AI Data Engine architecture
AIDE is built on a scalable, fault-tolerant architecture that separates storage and compute, enabling high performance and flexibility for AI workloads.
Physical components
AFX controller nodes
AFX controller nodes run a specialized personality of the ONTAP software designed to support the requirements of the AFX environment. Clients access the nodes through multiple protocols, including NFS and SMB. Each node has a complete view of the storage, which it can access based on the client requests. The nodes are stateful with non-volatile memory to persist critical state information and include additional enhancements specific to the target workloads.

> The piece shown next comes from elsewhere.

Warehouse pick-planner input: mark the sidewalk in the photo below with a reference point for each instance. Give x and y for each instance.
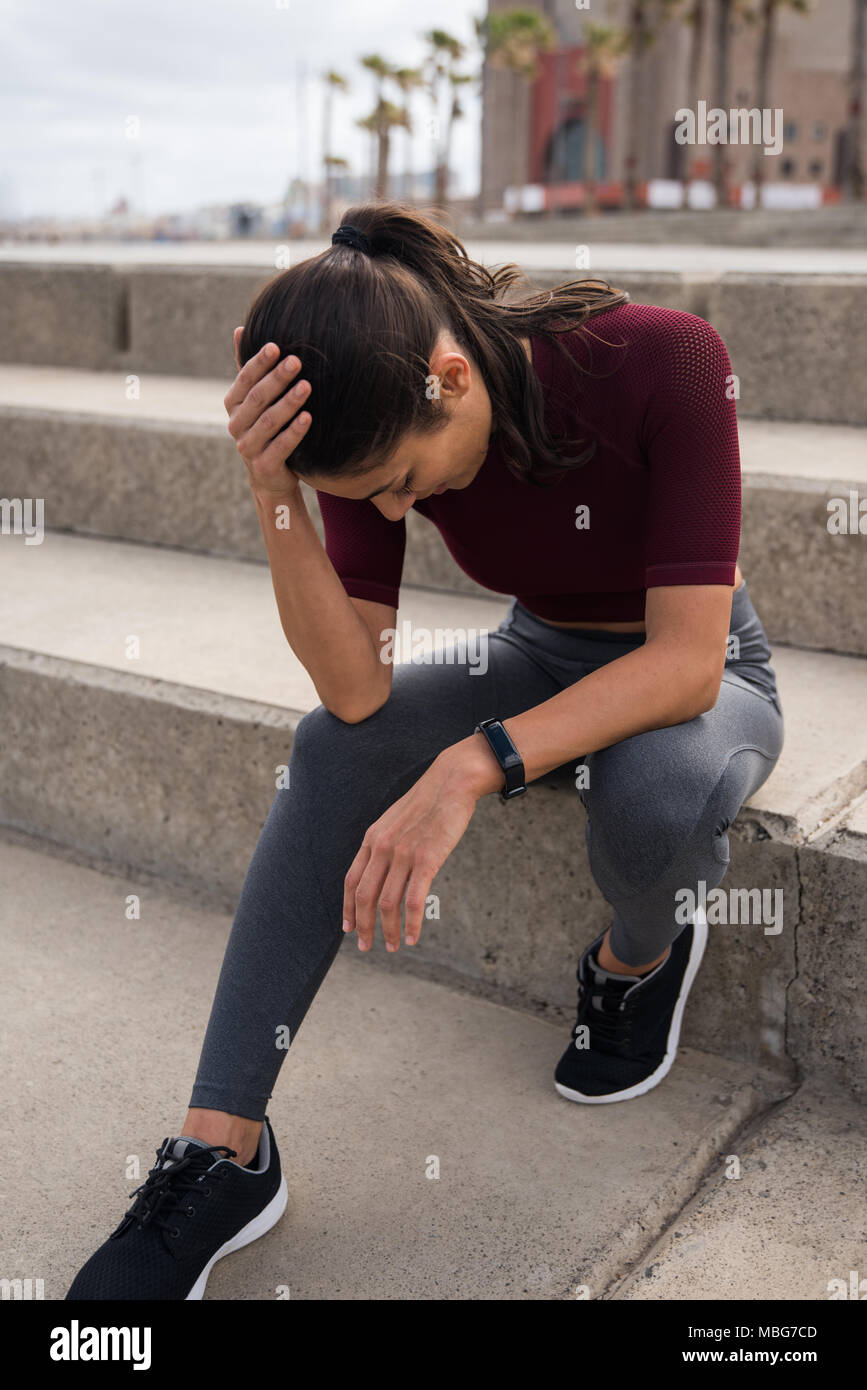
(535, 1196)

At least four AFX controller nodes are required for AIDE deployments to ensure high availability and performance.
Data compute nodes
Data compute nodes (DCNs) are Linux-based servers with high CPU, RAM, and GPU resources, dedicated to AI data processing tasks. They host AI-specific services such as metadata cataloging, vector search, and embedding pipelines.
Exactly three DCNs are required for AIDE deployments.
Cluster/storage switches
Redundant, high-speed (100GbE or higher) switches connect ONTAP and DCNs for low-latency data transfer and high availability.
Storage shelves
NVMe-oF shelves with high-density SSDs provide ultra-low latency and redundancy, supporting PB-scale storage.
Networking
All DCNs and ONTAP storage nodes are connected through redundant, high-speed cluster switches (minimum 100GbE). This architecture separates compute and storage resources, allowing each to scale independently and optimizing both performance and resource utilization.
Networking between DCNs and ONTAP nodes is isolated using dedicated VLANs and IPspaces on the cluster switches. This ensures that all communications, such as data access, management APIs, and internal service traffic, remain secure, efficient, and do not interfere with other network operations.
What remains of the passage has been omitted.